On Friday I had one of my bright ideas. These never end well. The bright idea in question was to do my long run on the running track. I thought this was a good idea because a) it was New Year’s Eve and surely no one else would be there b) if something started to hurt I would be able to stop and not have to negotiate getting home in the cold c) I run faster on a track for the same amount of effort, therefore could get it done and go back to bed for a nap before EastEnders.
The problem with slow running on a track is that my brain sees a track and promptly says “ah, speedwork! Your pace should be starting with a 5!” For the first few kilometres I really tried to run slowly only to realise I was running at 5k pace and not Long Slow Run pace. Because running on a track is so much easier than running outside, it didn’t feel like that much effort, but my heart rate was definitely appropriate for a 5k. Unsurprisingly, while my pace remained good, my pacing certainly didn’t and dwindled with every kilometre.

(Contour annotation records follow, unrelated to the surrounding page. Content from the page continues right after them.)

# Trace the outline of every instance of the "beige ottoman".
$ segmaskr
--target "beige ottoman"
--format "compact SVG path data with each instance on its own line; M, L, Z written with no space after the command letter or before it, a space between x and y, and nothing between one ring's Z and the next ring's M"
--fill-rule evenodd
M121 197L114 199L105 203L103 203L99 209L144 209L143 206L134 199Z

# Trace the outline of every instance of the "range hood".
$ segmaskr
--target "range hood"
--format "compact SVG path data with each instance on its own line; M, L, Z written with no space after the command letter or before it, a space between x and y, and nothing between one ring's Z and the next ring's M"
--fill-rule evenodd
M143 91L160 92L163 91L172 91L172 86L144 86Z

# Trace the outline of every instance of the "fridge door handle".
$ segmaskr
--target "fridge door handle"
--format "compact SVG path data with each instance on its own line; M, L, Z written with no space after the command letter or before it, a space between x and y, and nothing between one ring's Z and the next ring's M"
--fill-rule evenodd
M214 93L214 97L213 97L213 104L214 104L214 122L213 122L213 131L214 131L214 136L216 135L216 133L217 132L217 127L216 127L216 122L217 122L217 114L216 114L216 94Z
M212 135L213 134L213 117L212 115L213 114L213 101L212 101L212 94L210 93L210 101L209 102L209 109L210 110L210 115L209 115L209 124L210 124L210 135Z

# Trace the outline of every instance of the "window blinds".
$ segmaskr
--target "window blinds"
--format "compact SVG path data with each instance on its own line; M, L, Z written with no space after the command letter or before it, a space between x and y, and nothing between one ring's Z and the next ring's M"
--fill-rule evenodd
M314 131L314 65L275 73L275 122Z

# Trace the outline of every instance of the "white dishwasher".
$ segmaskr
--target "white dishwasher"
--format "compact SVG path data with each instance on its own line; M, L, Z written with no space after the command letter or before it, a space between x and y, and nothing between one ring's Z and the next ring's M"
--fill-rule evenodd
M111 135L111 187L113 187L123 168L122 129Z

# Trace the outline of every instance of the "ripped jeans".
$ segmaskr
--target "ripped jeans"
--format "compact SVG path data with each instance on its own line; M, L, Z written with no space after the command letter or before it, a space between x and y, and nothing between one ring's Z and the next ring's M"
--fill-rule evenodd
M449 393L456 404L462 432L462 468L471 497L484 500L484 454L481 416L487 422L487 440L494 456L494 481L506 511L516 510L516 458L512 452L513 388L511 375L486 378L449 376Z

I unintentionally ran my fastest ever ten miles 1:55:48 (two minutes faster than the first ten miles of the 2016 Brighton Half…) and then I was so knackered that I slept for the rest of the day.
We will gloss over the fact that not only was the track full of the annoying running group who need every single lane to do very little actual running, there were two very cheery middle aged race walkers who were doing the proper hip swingy thing and walking considerably faster than I was running, calling out “well done” as they lapped me. Why must my life be plagued with these stupid fast walkers?
The next day was New Year’s Day. Much to my relief, parkrun has abandoned the stressful and chaotic practice of allowing people to partake in two parkruns on New Year and thus we had to choose just one. Camilla and I decided to head to Sunny Hill. I’ve been saving this for a special occasion but there haven’t been a lot of special occasions lately. It is the hilliest parkrun in London and it’s all tarmac and it has a delightful name. I was particularly pleased to see that despite the fact it was January there was actually a modicum of sunshine to help it live up to its name. There was, of course, more than a modicum of hill.
The course starts with a “mini lap” round the middle of the park, which is quite hilly, and then two big laps, which are extremely bloody hilly. The worst/best hill is at the beginning of each big lap. It is similar to the Finsbury Park Hill, in that it starts with a medium incline and ends up ropes and poles kind of steep. It is dissimilar to Finsbury Park in that as soon as you get to the top you run back down the other side, which is equally steep, only to have to run all the way back up again on a different path, making you wonder why you bothered running down at all. There is also great potential to get distracted by views of Wembley Stadium or a particularly attractive rat and trip over a pot hole so I cannot emphasise enough: look where you are going. No, I didn’t fall over. But the potential was there.
I was happy to walk the hills and take it fairly easily as I was still tired from the previous day and there is no point killing yourself trying to get a good time on a course like this. I could see Camilla not too far ahead of me and she is generally about five minutes faster than me so I figured I was actually doing quite well (or that she had lost the will to live). Unfortunately, everything was about to change. I was vaguely aware that my left leg was complaining a bit from the start but when you are me something always hurts and if I stopped every time something hurt I’d never run at all. However, as I passed the finish (and some smug already-finished people) I felt a pain in the back of my calf like I’d been bitten by a crocodile. Examining the offending limb and seeing an absence of crocodiles, I decided it must be a cramp and ineffectually pummelled it and wiggled my toes for a few seconds. I tried to run on but could barely put it on the floor. I tried again and actually did some proper stretches and the leg uncramped enough for me to hobble onwards, but only just. This is the closest I’ve come to DNFing a parkrun, there was still another 2k to go which seemed like a long way to go on one foot. I decided to see if I could get to the top of the hill and reevaluate. I walked most of the next kilometre and started to feel a bit better so I gingerly ran the last kilometre (which, helpfully, is nearly all downhill). I was hoping to salvage a narrow sub 40 but I just couldn’t make up enough time and finished in 40:50. I reckon it would have been about 37 minutes without the calamity, but obviously I’ll have to return to test that theory. I can confirm that the course was just as good as I’d hoped it to be, just a shame the athlete is not fit for purpose!